C'est la vie ... (not sure if that's spelled correctly??)

Mar 15, 2005 22:35

Scott was a jerk a few nights ago. He's going to a bachelor party in a few weeks apparently (which he off-handedly mentioned when I brought up my plans to visit him), and he was telling me how there're going to be lots of strippers and alcohol, and how "crazy fun" it will be. Then he said that it will be held in a pole barn, and went on to explain how guys usually have things like a pole barn or a garage in order to "get away from their women." I said that was kinda sad that they'd need that, and he said that he'd probably have a pole barn (basically a slap in the face saying "i know i'm going to get sick of you in the future, and i know i'm going to want to get away from you.") And topping off the coversation:
He's really sick right now, and said that they only things getting him through were drugs (medication and whatnot), his friends, and he even threw his cat in there, but never once mentioned me. Maybe I was just in some girly emotional state, but all that really got to me. In any case, he's been more or less normal again the past two days, so I dunno.... :( Brian--and everyone else--has been urging me to dump him. Maybe I should, maybe I shouldn't. I do know that I've been..having a rough time of it because of him, but I also look forward to seeing him and talking to him. GRR!

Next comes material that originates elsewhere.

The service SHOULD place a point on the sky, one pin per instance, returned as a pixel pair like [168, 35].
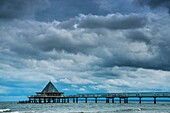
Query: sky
[84, 46]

But enough about all that. I've decided that I can't live in Mighigan for much too longer. Hopefully I'll get through college before I move away, but it's becoming a stronger and stronger urge all the time. I don't know where I want to live permanently yet, but I do know that I'd like to experience living on the west coast, the east coast, and also the middle states (good for horses and animals). I also want to spend a year or two in a hispanic country--preferrably Spain, but any country will work, really. Right now all these dreams seem so far away, but it also seems that the time to do it is now--or soon!! Sometimes I feel really trapped. (Wish I would've taken a year off before college to do stuff like this!!!! But now I'm already in debt, and as soon as I stop going to college I have to start paying it all back.)

I've been working on trying to take things at face-value. For what they are. No more, no less. It's actually a lot harder than it seems. I'm trying really hard not to let things get in the way of life--things like work, school, petty responsibilities or wants, etc. I dunno. I'm so confused these days.

Blah. Stupid Spanish Composition to write! >:o

Today's Resolution: Think about what I'm going to do about my math class.